Questions to ask yourself
It is easier to recognize a clean general-purpose class design than it is to create one. Here are some questions you can ask yourself, which will help you to find the right balance between general-purpose and special-purpose for an interface.
What is the simplest interface that will cover all my current needs?
In how many situations will this method be used?
Is this API easy to use for my current needs?
Conclusion
Unnecessary specialization, whether in the form of special-purpose classes and methods or special cases in code, is a significant contributor to software complexity. Specialization can’t be eliminated completely, but with good design you should be able to reduce it significantly and separate specialized code from general-purpose code. This will result in deeper classes, better information hiding, and simpler and more obvious code.
Different Layer, Different Abstraction
Red Flag: Pass-Through Method
A pass-through method is one that does nothing except pass its arguments to another method, usually with the same API as the pass-through method. This typically indicates that there is not a clean division of responsibility between the classes.
Conclusion
Each piece of design infrastructure added to a system, such as an interface, argument, function, class, or definition, adds complexity, since developers must learn about this element. In order for an element to provide a net gain against complexity, it must eliminate some complexity that would be present in the absence of the design element. Otherwise, you are better off implementing the system without that particular element. For example, a class can reduce complexity by encapsulating functionality so that users of the class needn’t be aware of it.
The “different layer, different abstraction” rule is just an application of this idea: if different layers have the same abstraction, such as pass-through methods or decorators, then there’s a good chance that they haven’t provided enough benefit to compensate for the additional infrastructure they represent. Similarly, pass-through arguments require each of several methods to be aware of their existence (which adds to complexity) without contributing additional functionality.
Pull Complexity Downwards
As a module developer, you should strive to make life as easy as possible for the users of your module, even if that means extra work for you. Another way of expressing this idea is that it is more important for a module to have a simple interface than a simple implementation.

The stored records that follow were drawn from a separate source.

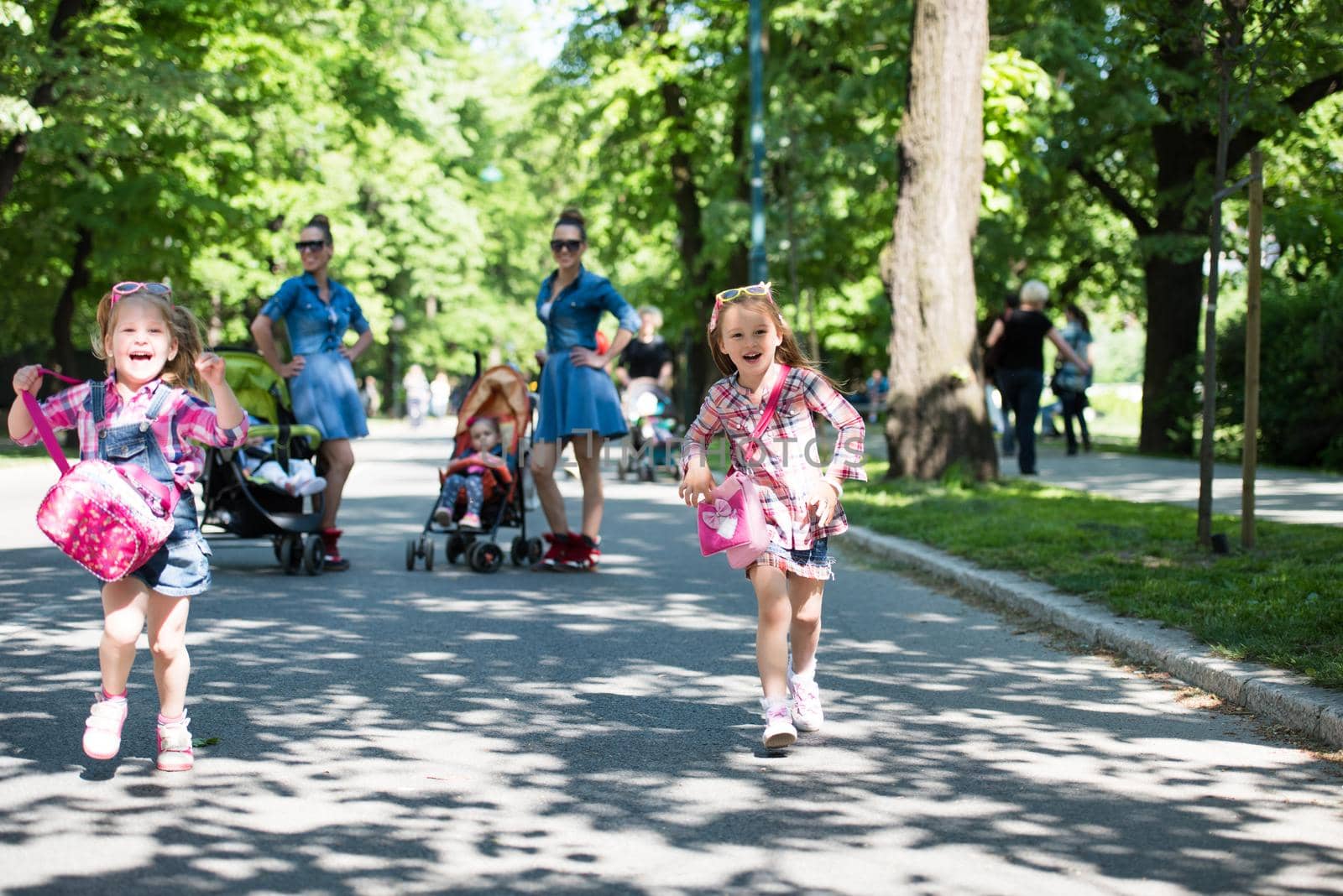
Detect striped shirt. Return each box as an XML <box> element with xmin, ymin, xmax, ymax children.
<box><xmin>681</xmin><ymin>367</ymin><xmax>868</xmax><ymax>550</ymax></box>
<box><xmin>15</xmin><ymin>374</ymin><xmax>247</xmax><ymax>490</ymax></box>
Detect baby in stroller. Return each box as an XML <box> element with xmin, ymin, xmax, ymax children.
<box><xmin>405</xmin><ymin>365</ymin><xmax>542</xmax><ymax>573</ymax></box>
<box><xmin>434</xmin><ymin>417</ymin><xmax>513</xmax><ymax>529</ymax></box>
<box><xmin>240</xmin><ymin>414</ymin><xmax>327</xmax><ymax>497</ymax></box>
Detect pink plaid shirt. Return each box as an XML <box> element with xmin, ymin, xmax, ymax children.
<box><xmin>15</xmin><ymin>374</ymin><xmax>247</xmax><ymax>488</ymax></box>
<box><xmin>681</xmin><ymin>367</ymin><xmax>868</xmax><ymax>550</ymax></box>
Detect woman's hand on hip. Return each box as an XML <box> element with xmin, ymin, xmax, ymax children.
<box><xmin>569</xmin><ymin>345</ymin><xmax>607</xmax><ymax>370</ymax></box>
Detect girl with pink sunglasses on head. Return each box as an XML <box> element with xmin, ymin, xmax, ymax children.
<box><xmin>9</xmin><ymin>283</ymin><xmax>247</xmax><ymax>771</ymax></box>
<box><xmin>680</xmin><ymin>283</ymin><xmax>868</xmax><ymax>750</ymax></box>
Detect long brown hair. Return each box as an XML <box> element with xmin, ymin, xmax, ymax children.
<box><xmin>92</xmin><ymin>289</ymin><xmax>206</xmax><ymax>396</ymax></box>
<box><xmin>709</xmin><ymin>293</ymin><xmax>844</xmax><ymax>392</ymax></box>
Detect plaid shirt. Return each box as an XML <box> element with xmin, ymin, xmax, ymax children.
<box><xmin>15</xmin><ymin>374</ymin><xmax>247</xmax><ymax>488</ymax></box>
<box><xmin>681</xmin><ymin>367</ymin><xmax>868</xmax><ymax>550</ymax></box>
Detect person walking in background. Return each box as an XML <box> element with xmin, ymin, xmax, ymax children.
<box><xmin>8</xmin><ymin>283</ymin><xmax>247</xmax><ymax>771</ymax></box>
<box><xmin>530</xmin><ymin>208</ymin><xmax>642</xmax><ymax>570</ymax></box>
<box><xmin>1053</xmin><ymin>303</ymin><xmax>1095</xmax><ymax>455</ymax></box>
<box><xmin>428</xmin><ymin>370</ymin><xmax>452</xmax><ymax>417</ymax></box>
<box><xmin>985</xmin><ymin>280</ymin><xmax>1090</xmax><ymax>477</ymax></box>
<box><xmin>251</xmin><ymin>215</ymin><xmax>374</xmax><ymax>571</ymax></box>
<box><xmin>360</xmin><ymin>374</ymin><xmax>383</xmax><ymax>417</ymax></box>
<box><xmin>866</xmin><ymin>367</ymin><xmax>891</xmax><ymax>423</ymax></box>
<box><xmin>615</xmin><ymin>305</ymin><xmax>673</xmax><ymax>392</ymax></box>
<box><xmin>680</xmin><ymin>283</ymin><xmax>868</xmax><ymax>750</ymax></box>
<box><xmin>983</xmin><ymin>293</ymin><xmax>1021</xmax><ymax>457</ymax></box>
<box><xmin>401</xmin><ymin>363</ymin><xmax>430</xmax><ymax>426</ymax></box>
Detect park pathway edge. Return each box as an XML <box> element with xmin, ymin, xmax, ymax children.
<box><xmin>844</xmin><ymin>526</ymin><xmax>1343</xmax><ymax>748</ymax></box>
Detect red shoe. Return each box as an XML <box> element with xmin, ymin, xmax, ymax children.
<box><xmin>322</xmin><ymin>529</ymin><xmax>349</xmax><ymax>573</ymax></box>
<box><xmin>564</xmin><ymin>535</ymin><xmax>602</xmax><ymax>571</ymax></box>
<box><xmin>533</xmin><ymin>533</ymin><xmax>573</xmax><ymax>570</ymax></box>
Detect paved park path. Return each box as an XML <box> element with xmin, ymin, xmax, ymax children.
<box><xmin>0</xmin><ymin>424</ymin><xmax>1343</xmax><ymax>896</ymax></box>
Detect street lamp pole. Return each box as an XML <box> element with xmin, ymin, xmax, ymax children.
<box><xmin>748</xmin><ymin>0</ymin><xmax>770</xmax><ymax>280</ymax></box>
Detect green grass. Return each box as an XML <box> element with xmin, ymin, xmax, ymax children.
<box><xmin>844</xmin><ymin>461</ymin><xmax>1343</xmax><ymax>690</ymax></box>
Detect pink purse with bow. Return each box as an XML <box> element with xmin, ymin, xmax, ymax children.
<box><xmin>23</xmin><ymin>370</ymin><xmax>177</xmax><ymax>582</ymax></box>
<box><xmin>696</xmin><ymin>365</ymin><xmax>788</xmax><ymax>569</ymax></box>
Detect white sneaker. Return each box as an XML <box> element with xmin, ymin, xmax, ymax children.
<box><xmin>788</xmin><ymin>669</ymin><xmax>826</xmax><ymax>731</ymax></box>
<box><xmin>760</xmin><ymin>703</ymin><xmax>797</xmax><ymax>750</ymax></box>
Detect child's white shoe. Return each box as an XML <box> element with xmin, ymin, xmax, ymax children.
<box><xmin>788</xmin><ymin>668</ymin><xmax>826</xmax><ymax>731</ymax></box>
<box><xmin>760</xmin><ymin>701</ymin><xmax>797</xmax><ymax>750</ymax></box>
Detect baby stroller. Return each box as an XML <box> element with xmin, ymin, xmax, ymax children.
<box><xmin>200</xmin><ymin>350</ymin><xmax>325</xmax><ymax>576</ymax></box>
<box><xmin>405</xmin><ymin>365</ymin><xmax>542</xmax><ymax>573</ymax></box>
<box><xmin>615</xmin><ymin>377</ymin><xmax>678</xmax><ymax>483</ymax></box>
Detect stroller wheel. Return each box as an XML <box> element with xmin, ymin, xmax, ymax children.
<box><xmin>466</xmin><ymin>542</ymin><xmax>504</xmax><ymax>573</ymax></box>
<box><xmin>280</xmin><ymin>535</ymin><xmax>304</xmax><ymax>576</ymax></box>
<box><xmin>304</xmin><ymin>535</ymin><xmax>327</xmax><ymax>576</ymax></box>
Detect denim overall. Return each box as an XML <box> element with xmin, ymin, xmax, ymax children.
<box><xmin>89</xmin><ymin>379</ymin><xmax>210</xmax><ymax>596</ymax></box>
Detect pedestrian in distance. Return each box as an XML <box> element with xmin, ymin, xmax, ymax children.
<box><xmin>985</xmin><ymin>280</ymin><xmax>1090</xmax><ymax>477</ymax></box>
<box><xmin>680</xmin><ymin>283</ymin><xmax>868</xmax><ymax>750</ymax></box>
<box><xmin>251</xmin><ymin>215</ymin><xmax>374</xmax><ymax>571</ymax></box>
<box><xmin>1050</xmin><ymin>302</ymin><xmax>1096</xmax><ymax>455</ymax></box>
<box><xmin>434</xmin><ymin>417</ymin><xmax>513</xmax><ymax>529</ymax></box>
<box><xmin>8</xmin><ymin>282</ymin><xmax>247</xmax><ymax>771</ymax></box>
<box><xmin>530</xmin><ymin>208</ymin><xmax>640</xmax><ymax>570</ymax></box>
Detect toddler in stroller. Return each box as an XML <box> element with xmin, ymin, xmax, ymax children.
<box><xmin>405</xmin><ymin>365</ymin><xmax>541</xmax><ymax>573</ymax></box>
<box><xmin>616</xmin><ymin>377</ymin><xmax>680</xmax><ymax>482</ymax></box>
<box><xmin>200</xmin><ymin>352</ymin><xmax>325</xmax><ymax>576</ymax></box>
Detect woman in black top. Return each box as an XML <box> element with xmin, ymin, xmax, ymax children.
<box><xmin>615</xmin><ymin>306</ymin><xmax>672</xmax><ymax>390</ymax></box>
<box><xmin>985</xmin><ymin>280</ymin><xmax>1090</xmax><ymax>477</ymax></box>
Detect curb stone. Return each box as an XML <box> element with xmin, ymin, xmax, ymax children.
<box><xmin>844</xmin><ymin>526</ymin><xmax>1343</xmax><ymax>748</ymax></box>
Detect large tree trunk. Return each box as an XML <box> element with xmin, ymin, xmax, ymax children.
<box><xmin>884</xmin><ymin>0</ymin><xmax>998</xmax><ymax>479</ymax></box>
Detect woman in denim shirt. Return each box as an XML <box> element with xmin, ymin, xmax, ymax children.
<box><xmin>532</xmin><ymin>208</ymin><xmax>640</xmax><ymax>570</ymax></box>
<box><xmin>251</xmin><ymin>215</ymin><xmax>374</xmax><ymax>570</ymax></box>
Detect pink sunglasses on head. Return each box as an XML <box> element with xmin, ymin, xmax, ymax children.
<box><xmin>109</xmin><ymin>280</ymin><xmax>172</xmax><ymax>305</ymax></box>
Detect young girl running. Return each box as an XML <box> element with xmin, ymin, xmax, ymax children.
<box><xmin>9</xmin><ymin>283</ymin><xmax>247</xmax><ymax>771</ymax></box>
<box><xmin>680</xmin><ymin>283</ymin><xmax>868</xmax><ymax>750</ymax></box>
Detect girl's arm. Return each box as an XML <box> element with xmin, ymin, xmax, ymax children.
<box><xmin>677</xmin><ymin>399</ymin><xmax>723</xmax><ymax>507</ymax></box>
<box><xmin>803</xmin><ymin>372</ymin><xmax>868</xmax><ymax>495</ymax></box>
<box><xmin>9</xmin><ymin>363</ymin><xmax>42</xmax><ymax>441</ymax></box>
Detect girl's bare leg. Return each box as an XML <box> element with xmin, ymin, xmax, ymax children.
<box><xmin>573</xmin><ymin>435</ymin><xmax>606</xmax><ymax>542</ymax></box>
<box><xmin>788</xmin><ymin>576</ymin><xmax>826</xmax><ymax>672</ymax></box>
<box><xmin>530</xmin><ymin>441</ymin><xmax>569</xmax><ymax>534</ymax></box>
<box><xmin>149</xmin><ymin>591</ymin><xmax>191</xmax><ymax>717</ymax></box>
<box><xmin>750</xmin><ymin>566</ymin><xmax>792</xmax><ymax>701</ymax></box>
<box><xmin>98</xmin><ymin>576</ymin><xmax>149</xmax><ymax>695</ymax></box>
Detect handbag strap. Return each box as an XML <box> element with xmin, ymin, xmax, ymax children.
<box><xmin>23</xmin><ymin>367</ymin><xmax>83</xmax><ymax>475</ymax></box>
<box><xmin>743</xmin><ymin>363</ymin><xmax>791</xmax><ymax>460</ymax></box>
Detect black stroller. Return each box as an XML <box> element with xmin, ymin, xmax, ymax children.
<box><xmin>200</xmin><ymin>350</ymin><xmax>325</xmax><ymax>576</ymax></box>
<box><xmin>615</xmin><ymin>377</ymin><xmax>680</xmax><ymax>482</ymax></box>
<box><xmin>405</xmin><ymin>365</ymin><xmax>542</xmax><ymax>573</ymax></box>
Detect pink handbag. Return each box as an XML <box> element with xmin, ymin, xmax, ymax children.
<box><xmin>696</xmin><ymin>365</ymin><xmax>788</xmax><ymax>569</ymax></box>
<box><xmin>23</xmin><ymin>370</ymin><xmax>179</xmax><ymax>582</ymax></box>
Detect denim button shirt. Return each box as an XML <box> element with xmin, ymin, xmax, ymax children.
<box><xmin>260</xmin><ymin>273</ymin><xmax>368</xmax><ymax>354</ymax></box>
<box><xmin>536</xmin><ymin>268</ymin><xmax>640</xmax><ymax>354</ymax></box>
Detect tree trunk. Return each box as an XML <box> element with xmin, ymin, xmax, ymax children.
<box><xmin>884</xmin><ymin>0</ymin><xmax>998</xmax><ymax>479</ymax></box>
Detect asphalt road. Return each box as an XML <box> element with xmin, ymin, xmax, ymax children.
<box><xmin>0</xmin><ymin>424</ymin><xmax>1343</xmax><ymax>896</ymax></box>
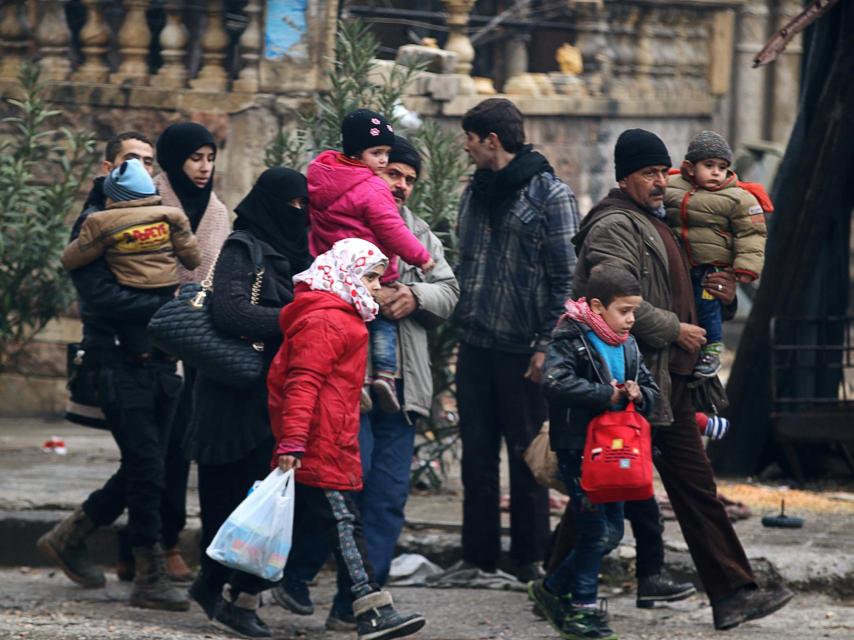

Thus, you should avoid configuration parameters as much as possible. Before exporting a configuration parameter, ask yourself: “will users (or higher-level modules) be able to determine a better value than we can determine here?” When you do create configuration parameters, see if you can provide reasonable defaults, so users will only need to provide values under exceptional conditions. Ideally, each module should solve a problem completely; configuration parameters result in an incomplete solution, which adds to system complexity.
Better Together Or Better Apart?
One of the most fundamental questions in software design is this: given two pieces of functionality, should they be implemented together in the same place, or should their implementations be separated?
Red Flag: Repetition
If the same piece of code (or code that is almost the same) appears over and over again, that’s a red flag that you haven’t found the right abstractions.